There is no truth to published reports that the Washington Redskins have signed Lava Lava Lenny, the 390-pound "Polynesian Panzer," a source close to the team told The Washington Post last night.
Nor is there any substance to reports that team President Edward Bennett Williams gave permission to use player pension funds to keep the big fellow in pineapples, the source disclosed.
"I don't know where you guys get your information," he whispered over the telephone.
"Sure, sure, we'd love to have a guy like Lava Lava. You don't need a front four with him in there. Its a front one. But to say we've got him - well, that's fiction, nothing but fiction."
For the last two weeks, the exploits of Lava Lava Lenny and Duke, the former ambassador to China turned Redskin general manager trying to sign him to a contract, have been chronicled in "Doonesbury," the comic strip penned by Garry Trudeau.
Art is dearly imitating life each day, and some of the best howls are coming from Redskin Park.
"I hope that guy Duke isn't me," said Bobby Beathard, the real general manager.
Added new Coach Jack Pardee, "Lave Lava sounds like a player."
Trudeau first named Duke general manager on the comic pages precisely the same day Beathard's appointment was announced on the sports pages.
There are other topical touches. Williams' name appears frequently. Lava Lava's agent is a fellow named "Hook," the same moniker George Allen's lawyer, Ed Hookstratten, goes by.
When a character named Bobby - as in Bobby Mitchell, the executive assistant to Williams - informs Duke there are no draft choices until round seven, the general manager says, "A pox on George Allen. No wonder the talentless toad bolted town when he did.
"I just don't see how he got away with that "The Future is Now garbage as long as he did."
When Williams asks Duke how far he would go to trade for Lava Lava, the general manager says, "I would trade your small son."
"Forget it," says Williams, "I saw what it did to Allen's family."
Trudeau clearly has done his homework, although he declined to talk about his creation on the record in a recent telephone interview from his studio in New Haven.

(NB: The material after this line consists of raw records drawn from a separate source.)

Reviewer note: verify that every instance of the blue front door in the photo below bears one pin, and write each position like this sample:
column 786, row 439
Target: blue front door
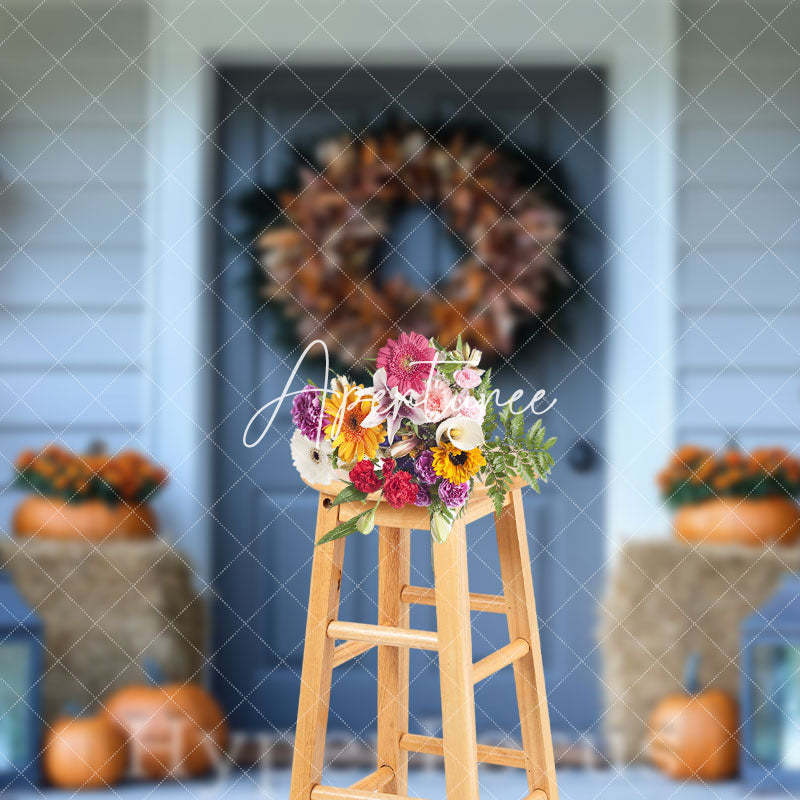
column 265, row 516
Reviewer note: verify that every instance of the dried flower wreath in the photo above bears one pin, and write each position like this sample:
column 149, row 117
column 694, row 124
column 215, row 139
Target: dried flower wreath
column 321, row 257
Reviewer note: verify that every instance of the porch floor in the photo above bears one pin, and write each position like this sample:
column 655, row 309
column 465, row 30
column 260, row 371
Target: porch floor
column 638, row 783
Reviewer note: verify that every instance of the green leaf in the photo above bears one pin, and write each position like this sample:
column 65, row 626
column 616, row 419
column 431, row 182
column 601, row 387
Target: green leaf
column 348, row 495
column 343, row 529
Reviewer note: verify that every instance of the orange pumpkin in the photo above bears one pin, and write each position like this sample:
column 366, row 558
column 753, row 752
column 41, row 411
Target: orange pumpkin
column 694, row 734
column 174, row 730
column 84, row 753
column 757, row 521
column 90, row 520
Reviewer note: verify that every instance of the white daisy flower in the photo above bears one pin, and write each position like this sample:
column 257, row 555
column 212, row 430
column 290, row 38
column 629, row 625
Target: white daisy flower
column 312, row 462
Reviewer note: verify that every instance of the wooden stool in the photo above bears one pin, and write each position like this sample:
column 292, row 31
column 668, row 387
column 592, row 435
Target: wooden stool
column 453, row 642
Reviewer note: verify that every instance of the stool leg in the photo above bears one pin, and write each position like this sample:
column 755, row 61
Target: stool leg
column 455, row 665
column 394, row 572
column 315, row 685
column 515, row 567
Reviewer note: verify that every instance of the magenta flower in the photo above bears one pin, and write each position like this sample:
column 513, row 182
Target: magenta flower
column 468, row 377
column 408, row 362
column 423, row 466
column 453, row 495
column 423, row 499
column 437, row 400
column 390, row 406
column 307, row 411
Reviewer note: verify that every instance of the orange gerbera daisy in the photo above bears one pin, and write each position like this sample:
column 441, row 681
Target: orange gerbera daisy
column 347, row 409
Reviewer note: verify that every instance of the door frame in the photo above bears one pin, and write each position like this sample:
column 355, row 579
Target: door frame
column 638, row 55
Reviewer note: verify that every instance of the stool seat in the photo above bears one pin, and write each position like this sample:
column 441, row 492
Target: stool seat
column 452, row 641
column 479, row 505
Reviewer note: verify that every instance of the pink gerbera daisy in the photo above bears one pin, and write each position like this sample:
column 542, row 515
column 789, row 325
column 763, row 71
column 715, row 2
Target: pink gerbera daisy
column 408, row 362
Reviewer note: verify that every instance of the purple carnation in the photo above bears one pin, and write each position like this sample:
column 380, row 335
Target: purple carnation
column 453, row 495
column 423, row 466
column 306, row 412
column 423, row 498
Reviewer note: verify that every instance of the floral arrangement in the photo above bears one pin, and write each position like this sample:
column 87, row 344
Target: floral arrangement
column 694, row 474
column 321, row 256
column 422, row 434
column 127, row 477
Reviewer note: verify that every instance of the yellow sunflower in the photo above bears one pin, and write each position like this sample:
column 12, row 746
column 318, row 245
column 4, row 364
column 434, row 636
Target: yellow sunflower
column 346, row 411
column 457, row 466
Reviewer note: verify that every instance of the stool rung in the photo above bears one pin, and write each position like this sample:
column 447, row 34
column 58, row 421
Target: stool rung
column 375, row 781
column 487, row 754
column 333, row 793
column 348, row 651
column 494, row 662
column 489, row 603
column 383, row 634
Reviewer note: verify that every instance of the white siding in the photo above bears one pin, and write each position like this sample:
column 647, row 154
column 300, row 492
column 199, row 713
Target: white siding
column 739, row 274
column 72, row 126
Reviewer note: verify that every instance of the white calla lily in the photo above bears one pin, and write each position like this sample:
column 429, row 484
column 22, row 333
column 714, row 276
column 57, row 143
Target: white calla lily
column 462, row 432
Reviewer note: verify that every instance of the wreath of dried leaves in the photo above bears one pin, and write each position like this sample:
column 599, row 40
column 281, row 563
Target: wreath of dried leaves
column 321, row 256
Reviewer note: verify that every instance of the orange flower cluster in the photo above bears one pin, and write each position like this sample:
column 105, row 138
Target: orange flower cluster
column 323, row 263
column 128, row 476
column 697, row 473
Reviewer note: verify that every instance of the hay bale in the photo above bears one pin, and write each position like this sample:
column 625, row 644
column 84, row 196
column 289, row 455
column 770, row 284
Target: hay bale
column 664, row 600
column 105, row 610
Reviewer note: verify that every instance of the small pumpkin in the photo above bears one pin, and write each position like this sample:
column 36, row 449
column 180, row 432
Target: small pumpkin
column 694, row 734
column 84, row 752
column 88, row 520
column 758, row 521
column 175, row 729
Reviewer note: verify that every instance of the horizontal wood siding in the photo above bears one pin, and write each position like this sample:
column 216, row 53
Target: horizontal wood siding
column 72, row 161
column 739, row 274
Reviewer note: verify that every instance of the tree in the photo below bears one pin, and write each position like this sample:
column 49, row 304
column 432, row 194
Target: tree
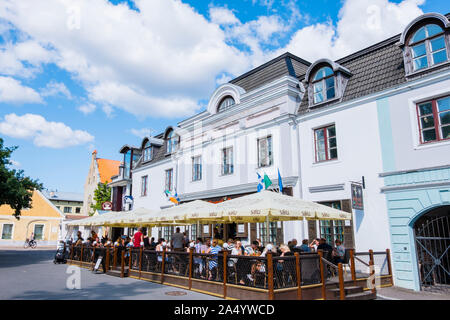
column 101, row 194
column 16, row 190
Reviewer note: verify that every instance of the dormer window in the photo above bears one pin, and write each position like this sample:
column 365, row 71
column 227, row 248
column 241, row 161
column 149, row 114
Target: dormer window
column 147, row 151
column 428, row 47
column 324, row 85
column 225, row 104
column 172, row 142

"I never give interviews," he said. "I let my work speak for itself."
Still, he volunteered that he has always been fascinated by professional football. The Redskins, located in the Nation's Capital, seemed an ideal team to focus on, he said.
As an undergraduate at Yale, and later in his syndicated strip, Trudeau featured two classmates, quarterback Brian Dowling and running back Calvin Hill, in his work for the Yale Daily News. Dowling had a brief trial with the Redskins last fall, and Hill has been with the Redskins last fall, and Hill has been with the team the last two years.
Trudeau came to Washington last winter to meet with Williams for background information. And he says the Redskins will pop in and out of the strip in the future.
Meanwhile, in Los Angeles, a source close to George Allen said the coach was too busy to talk about the Redskins' aquisition of Lava Lava Lenny.
"He's back there now looking at films, of a real hot prospect," the source said. "Kid named 'Bigfoot.' Kicks the ball right out of the stadium."